Despite Ruburt's understanding, his intellectual understanding of his fear of arthritis, he was thrown into an understandable and regrettable emotional state, with which he grappled with at least some success. But you see here what under other circumstances could have been the final straw, so to speak, the word of authority that would say "Your fears are justified." In such an instance and under certain conditions such an individual would have his deepest dreads, therefore, fastened upon him.

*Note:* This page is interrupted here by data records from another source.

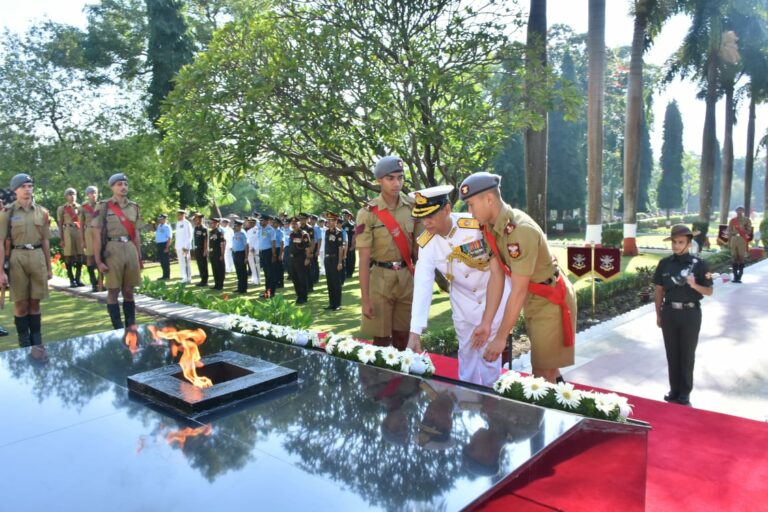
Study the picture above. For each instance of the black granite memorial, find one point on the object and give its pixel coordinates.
(343, 436)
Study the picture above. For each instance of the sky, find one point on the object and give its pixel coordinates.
(17, 17)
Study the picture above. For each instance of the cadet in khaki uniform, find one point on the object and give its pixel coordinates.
(27, 225)
(118, 222)
(68, 220)
(387, 254)
(87, 215)
(739, 229)
(538, 286)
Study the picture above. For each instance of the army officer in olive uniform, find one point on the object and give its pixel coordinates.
(384, 238)
(117, 224)
(537, 283)
(26, 224)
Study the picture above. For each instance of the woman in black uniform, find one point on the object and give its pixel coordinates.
(681, 280)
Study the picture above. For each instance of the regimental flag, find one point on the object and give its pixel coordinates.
(580, 260)
(722, 234)
(607, 262)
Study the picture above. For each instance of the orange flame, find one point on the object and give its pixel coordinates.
(131, 341)
(187, 341)
(180, 436)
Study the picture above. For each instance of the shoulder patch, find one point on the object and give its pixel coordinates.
(424, 238)
(468, 223)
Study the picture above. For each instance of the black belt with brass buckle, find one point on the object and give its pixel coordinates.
(392, 265)
(681, 305)
(552, 279)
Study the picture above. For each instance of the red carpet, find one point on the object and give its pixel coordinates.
(697, 461)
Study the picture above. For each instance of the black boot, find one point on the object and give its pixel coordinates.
(129, 308)
(114, 315)
(22, 328)
(36, 337)
(78, 273)
(92, 276)
(71, 277)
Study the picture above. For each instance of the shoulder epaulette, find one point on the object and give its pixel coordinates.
(467, 223)
(424, 238)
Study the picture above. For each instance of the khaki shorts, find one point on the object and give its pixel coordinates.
(73, 245)
(543, 320)
(29, 275)
(391, 293)
(88, 242)
(738, 247)
(123, 263)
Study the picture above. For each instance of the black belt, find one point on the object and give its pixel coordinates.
(682, 305)
(392, 265)
(552, 279)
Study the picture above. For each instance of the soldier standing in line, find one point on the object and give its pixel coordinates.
(239, 250)
(87, 214)
(252, 232)
(117, 249)
(27, 227)
(739, 230)
(217, 245)
(68, 220)
(334, 257)
(537, 282)
(201, 249)
(385, 240)
(184, 236)
(349, 229)
(163, 235)
(301, 254)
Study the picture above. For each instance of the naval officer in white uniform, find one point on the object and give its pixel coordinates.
(453, 244)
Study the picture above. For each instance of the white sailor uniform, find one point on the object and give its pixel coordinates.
(462, 257)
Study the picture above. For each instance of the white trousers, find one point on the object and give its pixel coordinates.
(253, 261)
(185, 265)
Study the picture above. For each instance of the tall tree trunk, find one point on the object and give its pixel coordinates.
(707, 175)
(727, 176)
(536, 140)
(596, 89)
(749, 159)
(632, 129)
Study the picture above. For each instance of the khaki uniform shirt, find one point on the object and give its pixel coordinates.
(29, 225)
(115, 227)
(522, 245)
(371, 232)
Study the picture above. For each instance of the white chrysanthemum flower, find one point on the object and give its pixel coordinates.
(535, 388)
(566, 395)
(367, 354)
(391, 356)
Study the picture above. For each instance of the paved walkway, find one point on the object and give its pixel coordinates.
(626, 354)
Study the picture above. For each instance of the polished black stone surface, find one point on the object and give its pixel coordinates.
(345, 437)
(235, 377)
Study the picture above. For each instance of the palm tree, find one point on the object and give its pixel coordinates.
(536, 138)
(595, 95)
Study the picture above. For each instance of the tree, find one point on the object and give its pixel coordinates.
(536, 137)
(567, 167)
(670, 193)
(596, 50)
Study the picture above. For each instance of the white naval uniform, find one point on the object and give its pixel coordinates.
(253, 254)
(229, 263)
(184, 236)
(468, 288)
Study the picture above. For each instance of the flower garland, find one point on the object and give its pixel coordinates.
(563, 396)
(345, 347)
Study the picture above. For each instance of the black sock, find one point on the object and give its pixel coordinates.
(114, 315)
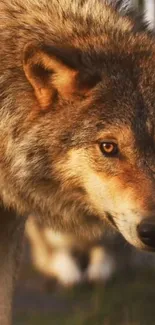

He would be convinced so of the diagnosis, that a disease that he might have escaped would be brought to physical manifestation. I am going into this clearly because the consequences that Ruburt escaped have often not been shaken off by others."

--- TES3, Session 98
Although I don't always write it explicitly, it should be inferred that everything I post is "my belief", "my opinion" on that subject, at that moment.

Cosmic

I'm sorry to hear about your condition and I hope you're feeling better now.

To address your question, these are my thoughts/interpretations on the matter.

I've started to understand psychic energy (or energy alone) as a form of cellular language that our cells and 'soul' inherently understand, however our minds, due to current physical and collective societal impositions, do not.

So the cellular energy is attracted to and travels towards the path it relates to and understands to best match its expression. Like water, it is the path of least resistance.

Our cells speak this language that our mind hasn't quite grasped yet and so, our mind doesn't need to have heard of a certain condition in order to experience it. Our cells choose the condition that best reflects its beliefs, using the cellular language.

For example, you mentioned your belief in the deterioration of health as the body gets older. I'm suggesting your cells found the most appropriate route of expressing that belief, via cellular language. Of course this belief is just one aspect being communicated, as all events are multi layered.

I'll add that as we start to open to a more multi dimensional reality, we start to be better 'interpreters" of the cellular language. Psychic interpreters if you will.

I hope that makes sense? I struggle to find the right words to explain this.

DavidKay

Quote from: Cosmic on January 12, 2024, 11:33:19 PMI'm sorry to hear about your condition and I hope you're feeling better now.

To address your question, these are my thoughts/interpretations on the matter.

I've started to understand psychic energy (or energy alone) as a form of cellular language that our cells and 'soul' inherently understand, however our minds, due to current physical and collective societal impositions, do not.

So the cellular energy is attracted to and travels towards the path it relates to and understands to best match its expression. Like water, it is the path of least resistance.

Our cells speak this language that our mind hasn't quite grasped yet and so, our mind doesn't need to have heard of a certain condition in order to experience it. Our cells choose the condition that best reflects its beliefs, using the cellular language.

For example, you mentioned your belief in the deterioration of health as the body gets older. I'm suggesting your cells found the most appropriate route of expressing that belief, via cellular language. Of course this belief is just one aspect being communicated, as all events are multi layered.

I'll add that as we start to open to a more multi dimensional reality, we start to be better 'interpreters" of the cellular language. Psychic interpreters if you will.

I hope that makes sense? I struggle to find the right words to explain this.


Fascinating.  Thank you for taking the time to put it down.